Le cardinal Eijk accuse le rapport synodal sur l'homosexualité de saper la doctrine catholique

Le cardinal Eijk accuse le rapport synodal sur l'homosexualité de saper la doctrine catholique

Le cardinal Willem Eijk a lancé une critique contre le rapport rédigé par le Groupe d’étude 9 du Synode sur la Synodalité et accuse ses auteurs d’affaiblir l’enseignement moral de l’Église, en particulier sur les questions liées à l’homosexualité.

Dans une analyse publiée par National Catholic Herald, l’archevêque d’Utrecht dénonce le fait que le document introduit des « ambiguïtés dangereuses » sur la doctrine catholique et ouvre la porte à des réinterprétations incompatibles avec l’enseignement permanent de l’Église sur la sexualité, le mariage et la loi morale.

L’intervention d’Eijk intervient au milieu de la polémique croissante provoquée par le rapport coordonné par le cardinal Carlos Castillo, archevêque de Lima, en particulier par les témoignages inclus dans le texte et par les critiques dirigées contre l’apostolat Courage.

« Les actes homosexuels sont intrinsèquement mauvais »

Le cardinal néerlandais critique particulièrement le fait que le rapport reproduise sans correction des affirmations selon lesquelles le péché ne résiderait pas dans la relation homosexuelle en elle-même, mais dans « le manque de foi en un Dieu qui désire notre réalisation ».

Pour Eijk, cette affirmation contredit directement la doctrine catholique.

« Les actes homosexuels sont intrinsèquement mauvais ; c’est une doctrine catholique déjà établie », affirme le prélat. Bien qu’il reconnaisse que tout chrétien a besoin de faire confiance à la grâce de Dieu pour éviter le péché, il souligne que cela n’élimine pas la gravité objective de certains actes.

Le cardinal accuse en outre les rédacteurs du rapport d’introduire délibérément une confusion doctrinale en présentant ces témoignages sans clarifications ni références au Catéchisme de l’Église catholique.

Eijk dénonce l’attaque contre Courage

Un autre des points les plus critiqués par l’archevêque d’Utrecht est le traitement que le rapport réserve à Courage International, apostolat approuvé par l’Église qui accompagne les personnes attirées par le même sexe pour les aider à vivre selon la chasteté chrétienne.

Le document synodal recueille le témoignage d’une personne qui accuse implicitement Courage de promouvoir des « thérapies de conversion », une affirmation que le mouvement a déjà rejetée publiquement en la qualifiant de « calomnie et diffamation ».

Selon Eijk, le rapport transmet implicitement l’idée que les relations homosexuelles peuvent être normalisées au sein de la vie de l’Église, ce qu’il considère comme incompatible avec l’enseignement catholique constant.

Critiques de la méthode du processus synodal

Au-delà des questions concrètes sur l’homosexualité, Eijk critique l’approche générale du document, qu’il accuse de substituer la doctrine morale par un modèle centré uniquement sur des expériences personnelles et des processus d’écoute.

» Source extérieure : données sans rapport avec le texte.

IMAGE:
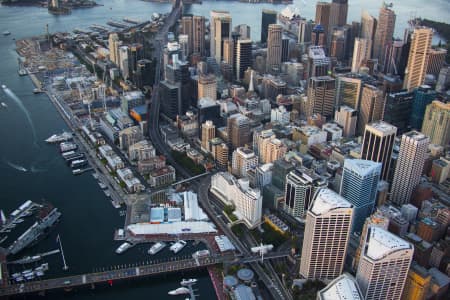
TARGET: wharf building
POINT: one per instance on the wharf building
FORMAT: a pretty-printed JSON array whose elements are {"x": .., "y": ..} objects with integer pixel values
[
  {"x": 384, "y": 265},
  {"x": 359, "y": 186},
  {"x": 327, "y": 232},
  {"x": 378, "y": 142},
  {"x": 246, "y": 200},
  {"x": 301, "y": 185},
  {"x": 343, "y": 287},
  {"x": 409, "y": 166}
]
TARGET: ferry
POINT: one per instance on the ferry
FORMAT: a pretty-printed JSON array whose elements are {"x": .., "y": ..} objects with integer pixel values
[
  {"x": 186, "y": 282},
  {"x": 63, "y": 137},
  {"x": 178, "y": 246},
  {"x": 179, "y": 291},
  {"x": 156, "y": 248},
  {"x": 124, "y": 247}
]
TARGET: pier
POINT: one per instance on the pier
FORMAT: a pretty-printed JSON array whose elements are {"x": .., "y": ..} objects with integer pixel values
[{"x": 123, "y": 273}]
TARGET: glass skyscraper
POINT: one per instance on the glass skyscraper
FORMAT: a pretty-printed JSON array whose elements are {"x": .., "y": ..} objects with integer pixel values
[{"x": 359, "y": 187}]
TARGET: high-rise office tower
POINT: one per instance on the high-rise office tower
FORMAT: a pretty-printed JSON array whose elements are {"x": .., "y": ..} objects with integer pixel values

Le cardinal rejette particulièrement le fait que les auteurs remettent en question l’application de normes morales universelles et présentent la doctrine comme quelque chose de « rigide » ou simplement « abstrait ».

Selon le prélat, cette façon de concevoir la pastorale finit par affaiblir la vérité morale et par créer l’impression que les enseignements de l’Église peuvent être modifiés selon des circonstances culturelles ou des expériences subjectives.

« Les vérités sur le mariage et la sexualité ont été établies par Dieu une fois pour toutes », soutient Eijk.

Le cardinal rappelle en outre que saint Jean-Paul II a déjà condamné ce type d’approches dans l’encyclique Veritatis Splendor, où il a rejeté les soi-disant « solutions pastorales » contraires au Magistère.

« La doctrine ne peut pas être révisée par des processus synodaux »

Eijk met en garde contre le fait que les conséquences du rapport vont bien au-delà du débat sur l’homosexualité. À son avis, relativiser des normes morales universelles finit par affecter l’ensemble de l’enseignement éthique de l’Église, y compris la défense de la vie humaine.

C’est pourquoi il estime que le document doit être « réfuté avec fermeté » et assure que plusieurs cardinaux et évêques préparent déjà des objections adressées au Magistère romain.

« L’enseignement de l’Église n’est pas soumis à révision par des processus synodaux », conclut le cardinal néerlandais. « C’est la vérité qui nous rend libres ».